Currently, some types of businesses are evaluated based on the number of employees, while others are judged by their average annual revenue.
Gary Jackson, SBA's assistant administrator for size standards, said he is trying to simplify the determination. "No final decision has been made, but what we are moving toward is a system where all size standards would be based on number of employees," he said.
The existing system is widely considered to be unwieldy. Many diverse businesses are small businesses on some contracts but not on others. The new system won't completely solve that complication but is intended to make it simpler for companies and agencies to figure out if they qualify as a small business, Jackson said.
"Right now, we have 37 different size standards," Jackson said. "We would like to cut that down considerably."
The new system is almost ready for consideration by SBA officials, he said. Once the agency approves the plan, Office of Management and Budget officials will evaluate it. Then a proposed rule will appear in the Federal Register and the 60-day comment period will be open to the public. Jackson said he expects the rule to be published by the end of the year.
The Defense Department and other agencies have asked SBA to make the changes, he said. Federal contracting guidelines urge agencies and prime contractors to steer a certain amount of work to small businesses — the governmentwide goal is 23 percent. Agency officials have told SBA that it is often hard for them to identify appropriate businesses.
"Size standards have been criticized for quite a long time for being complicated and confusing," Jackson said. "We started looking at ways to simplify the standards. Fortunately, we had leadership inside SBA and outside SBA who were interested."
Businesses will still be evaluated based on their North American Industry Classification System code, he said.

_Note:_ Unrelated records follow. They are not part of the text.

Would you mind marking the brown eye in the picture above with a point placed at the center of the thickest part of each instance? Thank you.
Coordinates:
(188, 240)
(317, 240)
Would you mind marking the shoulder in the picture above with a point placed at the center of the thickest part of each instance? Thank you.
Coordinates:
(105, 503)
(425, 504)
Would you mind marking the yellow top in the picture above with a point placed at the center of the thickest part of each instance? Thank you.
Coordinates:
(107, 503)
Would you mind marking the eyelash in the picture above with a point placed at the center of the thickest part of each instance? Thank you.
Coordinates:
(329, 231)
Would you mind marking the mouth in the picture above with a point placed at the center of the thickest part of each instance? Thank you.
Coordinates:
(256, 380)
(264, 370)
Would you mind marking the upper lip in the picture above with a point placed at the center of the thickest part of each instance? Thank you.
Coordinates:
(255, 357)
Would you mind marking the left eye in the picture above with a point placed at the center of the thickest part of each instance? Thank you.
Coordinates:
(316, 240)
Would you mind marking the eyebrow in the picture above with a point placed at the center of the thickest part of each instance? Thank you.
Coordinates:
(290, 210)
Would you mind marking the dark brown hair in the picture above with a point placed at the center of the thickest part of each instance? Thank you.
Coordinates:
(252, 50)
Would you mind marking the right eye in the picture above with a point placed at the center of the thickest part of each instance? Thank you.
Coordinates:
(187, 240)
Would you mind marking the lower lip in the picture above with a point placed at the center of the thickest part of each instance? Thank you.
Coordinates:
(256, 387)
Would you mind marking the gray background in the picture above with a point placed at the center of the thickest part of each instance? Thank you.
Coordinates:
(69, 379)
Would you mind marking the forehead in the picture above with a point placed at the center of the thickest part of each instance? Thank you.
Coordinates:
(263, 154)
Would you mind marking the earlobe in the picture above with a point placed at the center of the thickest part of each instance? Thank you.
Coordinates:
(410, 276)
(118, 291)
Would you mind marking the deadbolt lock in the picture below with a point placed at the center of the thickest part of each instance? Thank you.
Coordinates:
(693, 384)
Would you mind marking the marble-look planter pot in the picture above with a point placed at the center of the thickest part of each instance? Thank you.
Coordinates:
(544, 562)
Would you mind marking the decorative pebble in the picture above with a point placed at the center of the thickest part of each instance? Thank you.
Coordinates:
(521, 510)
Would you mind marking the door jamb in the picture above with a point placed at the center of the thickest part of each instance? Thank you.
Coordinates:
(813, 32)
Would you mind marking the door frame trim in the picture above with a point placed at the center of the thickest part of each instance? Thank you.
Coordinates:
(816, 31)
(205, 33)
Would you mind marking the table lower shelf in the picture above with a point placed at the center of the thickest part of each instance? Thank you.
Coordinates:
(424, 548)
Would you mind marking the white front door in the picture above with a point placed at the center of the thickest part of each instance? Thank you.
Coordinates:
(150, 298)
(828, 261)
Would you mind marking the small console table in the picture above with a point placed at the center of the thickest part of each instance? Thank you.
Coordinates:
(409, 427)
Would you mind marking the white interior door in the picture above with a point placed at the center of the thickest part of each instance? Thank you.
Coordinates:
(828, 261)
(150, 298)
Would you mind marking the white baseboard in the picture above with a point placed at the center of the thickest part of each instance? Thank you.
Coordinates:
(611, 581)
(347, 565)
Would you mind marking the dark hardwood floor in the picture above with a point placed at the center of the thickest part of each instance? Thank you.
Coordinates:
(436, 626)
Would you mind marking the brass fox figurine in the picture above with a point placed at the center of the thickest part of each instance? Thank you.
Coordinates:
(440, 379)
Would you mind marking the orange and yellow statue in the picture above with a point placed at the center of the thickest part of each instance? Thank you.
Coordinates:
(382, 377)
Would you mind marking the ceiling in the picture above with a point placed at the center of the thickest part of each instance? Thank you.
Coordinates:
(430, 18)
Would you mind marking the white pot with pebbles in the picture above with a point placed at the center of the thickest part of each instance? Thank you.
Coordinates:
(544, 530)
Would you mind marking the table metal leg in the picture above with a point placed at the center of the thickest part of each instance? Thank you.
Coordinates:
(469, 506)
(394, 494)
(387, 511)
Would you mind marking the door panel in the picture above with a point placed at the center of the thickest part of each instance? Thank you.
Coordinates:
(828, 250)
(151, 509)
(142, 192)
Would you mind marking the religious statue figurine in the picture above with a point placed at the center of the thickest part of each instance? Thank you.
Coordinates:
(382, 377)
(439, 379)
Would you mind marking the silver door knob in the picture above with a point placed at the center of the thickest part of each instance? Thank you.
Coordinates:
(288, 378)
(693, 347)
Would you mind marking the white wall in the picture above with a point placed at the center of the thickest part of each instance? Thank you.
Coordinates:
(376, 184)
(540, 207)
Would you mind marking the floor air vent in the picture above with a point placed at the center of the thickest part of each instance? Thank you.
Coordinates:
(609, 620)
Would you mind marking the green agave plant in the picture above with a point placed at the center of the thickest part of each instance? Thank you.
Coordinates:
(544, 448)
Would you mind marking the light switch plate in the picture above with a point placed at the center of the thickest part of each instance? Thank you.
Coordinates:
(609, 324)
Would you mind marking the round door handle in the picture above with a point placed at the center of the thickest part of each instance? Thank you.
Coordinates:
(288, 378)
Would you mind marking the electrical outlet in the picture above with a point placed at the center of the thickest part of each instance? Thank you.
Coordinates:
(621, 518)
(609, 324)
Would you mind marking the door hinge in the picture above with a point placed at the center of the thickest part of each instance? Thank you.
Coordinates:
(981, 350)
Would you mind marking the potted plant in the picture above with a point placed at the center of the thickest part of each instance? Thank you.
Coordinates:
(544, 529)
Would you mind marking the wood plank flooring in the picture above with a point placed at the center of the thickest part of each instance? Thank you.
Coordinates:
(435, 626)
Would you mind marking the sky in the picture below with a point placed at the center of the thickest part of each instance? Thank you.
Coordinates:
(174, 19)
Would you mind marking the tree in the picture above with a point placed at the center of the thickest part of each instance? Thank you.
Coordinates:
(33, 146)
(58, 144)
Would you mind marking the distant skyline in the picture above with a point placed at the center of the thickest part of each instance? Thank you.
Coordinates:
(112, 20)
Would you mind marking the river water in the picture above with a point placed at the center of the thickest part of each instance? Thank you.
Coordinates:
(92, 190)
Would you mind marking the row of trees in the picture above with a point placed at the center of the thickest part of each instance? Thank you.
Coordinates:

Jackson said he is trying to make the transition to the new system as painless as possible. The head-count thresholds for businesses that already use employee numbers won't change. Jackson is trying to choose employee size standards that correspond to revenue numbers for companies that will have to switch measures.
Although some companies will move into or out of the small-business qualification as a result of the change, Jackson does not plan to instigate grace periods. "There wouldn't be any grandfather clause," he said. "Like any change, we would want comment on the impact" before the rule is enacted.
Without having specific rules to look at, the impact of the change is difficult to predict, said Shiv Krishnan, president and chief executive officer of Indus Corp. Service companies are most likely to lose small-business status because their businesses are more labor intensive, he said.
"I think it will be very good," Krishnan said. "Right now, there are a lot of size standards. Over the last 15 years when I've been dealing with small business issues, even the contractors don't know sometimes that there are different categories. This is a welcome change."
The rules should be clear about how employees should be counted, he said. "That can be a tricky thing in our business because there are part-time employees, there are contract employees, there are employees who come in and out on projects."
Indus, an information technology services firm, has recently outgrown the $21 million threshold for IT services but is still within the $25 million limit for Internet publishing, Krishnan said.
Some companies that have outgrown the dollar threshold could return to small-business status with the change, Krishnan said, but probably not for long. "We may get one more year during which we may be able to bid on certain types of contracts, but if you continue to grow, you'll grow out of those things," he said.
Larry Allen, executive vice president of the Coalition for Government Procurement, said the change is needed to modernize the SBA system.
"This is a system that hasn't been updated in quite some time," he said. "As the commercial marketplace has changed substantially, the SBA's system hasn't kept up. As a result, you've got a government-measuring system trying to measure something that doesn't exist in the same environment anymore."